I did not come to Bayside as an accidental tourist. Jerry Savitz, one of the town's 50 or so year-round residents, is my husband's second cousin, and 15 years ago my husband's family bought a lovely old home built in 1917 called Bayview Farms. We now spend two weeks there every year. Each summer, Savitz watches this hidden hamlet's population swell to more than 300. The town, he says, stays in the past by choice. "We're very protective of the fact that we can have kids go down on the dock and don't have to worry about 'em," he said while eating homemade rhubarb pie in the house where he grew up.

The Bayside community, officially part of the town of Northport, is tucked away just off coastal Route 1, about 15 miles north of the bustling tourist town of Camden. The most picturesque way in is via Shore Road, with its gentle roller-coaster waves and arched tree canopy. While out for a run one day, I rounded a bend to find a pristine Model A Ford truck puttering slowly toward me. The driver was a senior citizen who gave me a nod as he passed. As I watched him disappear into the gauzy day, I felt, with my iPod and bright orange running shoes, like a time traveler from the future.
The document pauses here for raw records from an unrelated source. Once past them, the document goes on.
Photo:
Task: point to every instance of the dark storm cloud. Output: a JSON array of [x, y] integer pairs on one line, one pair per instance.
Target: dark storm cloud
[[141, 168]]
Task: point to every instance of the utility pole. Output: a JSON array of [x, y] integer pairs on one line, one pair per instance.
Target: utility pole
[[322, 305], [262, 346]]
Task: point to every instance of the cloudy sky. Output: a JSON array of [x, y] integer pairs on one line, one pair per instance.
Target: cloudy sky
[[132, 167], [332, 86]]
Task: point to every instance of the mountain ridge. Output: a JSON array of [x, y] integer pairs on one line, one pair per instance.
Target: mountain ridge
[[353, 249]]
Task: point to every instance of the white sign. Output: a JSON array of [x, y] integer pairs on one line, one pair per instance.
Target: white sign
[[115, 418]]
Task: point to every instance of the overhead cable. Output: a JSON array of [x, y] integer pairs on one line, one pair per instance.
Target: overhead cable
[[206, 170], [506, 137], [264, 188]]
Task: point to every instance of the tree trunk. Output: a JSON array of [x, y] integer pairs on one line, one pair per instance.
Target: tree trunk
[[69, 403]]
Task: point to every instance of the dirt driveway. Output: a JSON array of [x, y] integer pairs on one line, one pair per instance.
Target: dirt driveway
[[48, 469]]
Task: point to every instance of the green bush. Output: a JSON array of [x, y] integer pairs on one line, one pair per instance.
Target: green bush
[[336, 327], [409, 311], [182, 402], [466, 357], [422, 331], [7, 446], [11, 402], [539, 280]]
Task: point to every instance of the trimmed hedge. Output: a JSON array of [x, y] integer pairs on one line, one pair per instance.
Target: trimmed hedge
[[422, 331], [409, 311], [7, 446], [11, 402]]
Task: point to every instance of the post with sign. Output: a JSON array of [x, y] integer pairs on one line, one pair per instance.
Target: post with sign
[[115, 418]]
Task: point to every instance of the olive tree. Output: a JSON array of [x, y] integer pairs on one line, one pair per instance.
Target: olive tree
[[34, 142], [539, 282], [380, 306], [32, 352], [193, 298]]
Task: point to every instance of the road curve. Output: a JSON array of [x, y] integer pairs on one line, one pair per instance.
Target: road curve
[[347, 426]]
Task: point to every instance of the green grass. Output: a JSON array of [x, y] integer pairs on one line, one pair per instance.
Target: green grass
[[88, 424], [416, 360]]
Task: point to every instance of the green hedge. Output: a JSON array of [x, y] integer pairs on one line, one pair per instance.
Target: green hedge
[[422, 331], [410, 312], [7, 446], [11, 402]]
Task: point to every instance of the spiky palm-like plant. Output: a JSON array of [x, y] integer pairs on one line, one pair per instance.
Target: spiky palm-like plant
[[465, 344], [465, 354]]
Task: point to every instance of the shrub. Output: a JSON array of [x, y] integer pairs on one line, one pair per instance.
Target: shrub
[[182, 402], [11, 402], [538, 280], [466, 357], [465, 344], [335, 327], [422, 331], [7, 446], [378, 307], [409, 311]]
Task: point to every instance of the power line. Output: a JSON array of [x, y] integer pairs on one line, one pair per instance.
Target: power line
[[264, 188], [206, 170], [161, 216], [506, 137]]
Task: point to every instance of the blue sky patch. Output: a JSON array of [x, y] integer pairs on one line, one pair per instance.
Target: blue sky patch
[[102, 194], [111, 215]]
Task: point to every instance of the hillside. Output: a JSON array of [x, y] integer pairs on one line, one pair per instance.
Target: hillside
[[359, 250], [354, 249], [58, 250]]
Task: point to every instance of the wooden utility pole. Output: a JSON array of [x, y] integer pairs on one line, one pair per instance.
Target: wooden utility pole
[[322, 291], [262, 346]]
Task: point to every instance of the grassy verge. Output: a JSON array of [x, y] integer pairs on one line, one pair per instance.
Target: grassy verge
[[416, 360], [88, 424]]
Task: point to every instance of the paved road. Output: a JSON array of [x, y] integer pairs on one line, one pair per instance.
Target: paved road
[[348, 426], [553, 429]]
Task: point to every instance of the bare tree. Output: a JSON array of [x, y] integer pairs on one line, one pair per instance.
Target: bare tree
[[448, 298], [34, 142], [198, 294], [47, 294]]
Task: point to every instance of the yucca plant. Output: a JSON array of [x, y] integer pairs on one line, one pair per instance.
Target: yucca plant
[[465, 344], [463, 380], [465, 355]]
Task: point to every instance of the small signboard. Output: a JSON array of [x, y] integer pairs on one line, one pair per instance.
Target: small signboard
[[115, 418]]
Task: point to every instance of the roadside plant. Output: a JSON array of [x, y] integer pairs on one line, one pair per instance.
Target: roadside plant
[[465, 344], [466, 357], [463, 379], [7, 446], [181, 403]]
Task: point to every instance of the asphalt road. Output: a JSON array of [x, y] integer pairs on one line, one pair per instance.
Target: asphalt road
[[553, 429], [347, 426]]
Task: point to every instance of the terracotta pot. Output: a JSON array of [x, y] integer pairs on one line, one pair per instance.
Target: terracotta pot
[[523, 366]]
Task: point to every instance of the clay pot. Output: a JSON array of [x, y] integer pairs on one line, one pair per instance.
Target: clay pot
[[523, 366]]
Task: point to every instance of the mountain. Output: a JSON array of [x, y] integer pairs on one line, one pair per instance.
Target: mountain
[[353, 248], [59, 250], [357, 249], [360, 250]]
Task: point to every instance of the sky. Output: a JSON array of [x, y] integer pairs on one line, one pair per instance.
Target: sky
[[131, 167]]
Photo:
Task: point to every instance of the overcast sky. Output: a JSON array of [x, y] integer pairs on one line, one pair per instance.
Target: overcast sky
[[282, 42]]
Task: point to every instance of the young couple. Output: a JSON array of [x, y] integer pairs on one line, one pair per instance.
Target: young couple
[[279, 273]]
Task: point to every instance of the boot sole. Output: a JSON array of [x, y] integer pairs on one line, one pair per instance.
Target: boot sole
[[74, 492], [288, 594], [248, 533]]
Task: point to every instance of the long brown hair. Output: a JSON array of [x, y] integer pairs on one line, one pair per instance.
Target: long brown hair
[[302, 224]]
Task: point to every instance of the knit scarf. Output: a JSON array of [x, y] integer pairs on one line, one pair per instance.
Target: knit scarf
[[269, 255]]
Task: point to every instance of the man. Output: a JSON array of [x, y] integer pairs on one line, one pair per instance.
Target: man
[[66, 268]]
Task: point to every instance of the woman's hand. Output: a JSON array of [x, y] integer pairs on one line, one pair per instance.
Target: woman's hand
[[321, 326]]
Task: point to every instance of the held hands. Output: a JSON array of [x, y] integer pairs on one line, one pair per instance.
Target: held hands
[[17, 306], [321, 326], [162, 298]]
That aura of being frozen in the past is what pulls travelers back to Bayside year after year. Some of the 100-year-old houses have been passed down through several generations. Lori Burbank Darnell's grandparents bought the 1906 waterfront, blue-shingled Burbank Cottage in 1939 for $1,600, after her mortician grandfather struck up a friendship with a casket salesman who had married the owners' daughter.

Darnell, who lives in North Carolina, was watching her kids scoop giant hen clams the size of softballs out of the still water in front of her cottage the morning I met her. I asked her about the history of her house. "My grandmother left it to her kids and grandkids, so there are now seventeen owners," she told me. "The scheduling gets complicated, but we're just humbled to have it."

Darnell remembers both her grandparents' and her parents' 50th wedding anniversary parties at the cottage. Dozens of people camped on the lawn, a DJ played Ella Fitzgerald and Cole Porter, and four generations of Burbanks danced under the stars, fireflies lighting up the lawn that slopes to the sea. Life in Bayside, she says, feels simple. "Homemade ice cream, lobster feasts, gathering at the piano, playing hide-and-seek in the dark with flashlights, softball games on the lawn," she added, and turned to look with a particular kind of longing up the rickety wooden staircase leading to her home.

Inside the house, her grandmother's ancient piano, with several broken keys, was crowded against a wall, and the home's original leaded-glass windows refracted sunlight onto the well-worn wood floors. In the kitchen, an old, defunct sky-blue stove looked much more at home than did the two laptop computers on the dining room table.

Renting one of these "camps"-- the Maine term for a small cottage -- or the handful of larger, more luxurious homes in Bayside, is the only option for tourists, because the only hotel ever built in town, the Northport Inn, burned to the ground in 1919. The cottages' gingerbread trim, whitewashed wraparound porches and colors that look stolen right out of a rainbow are charming, but inside some of these tiny Victorian homes, washing machines are a luxury, old floors list or buckle, and original claw-foot tubs have squeaky, leaky faucets. The originality doesn't annoy, though; it simply makes Bayside feel authentic. So do the cottages' funky, funny names.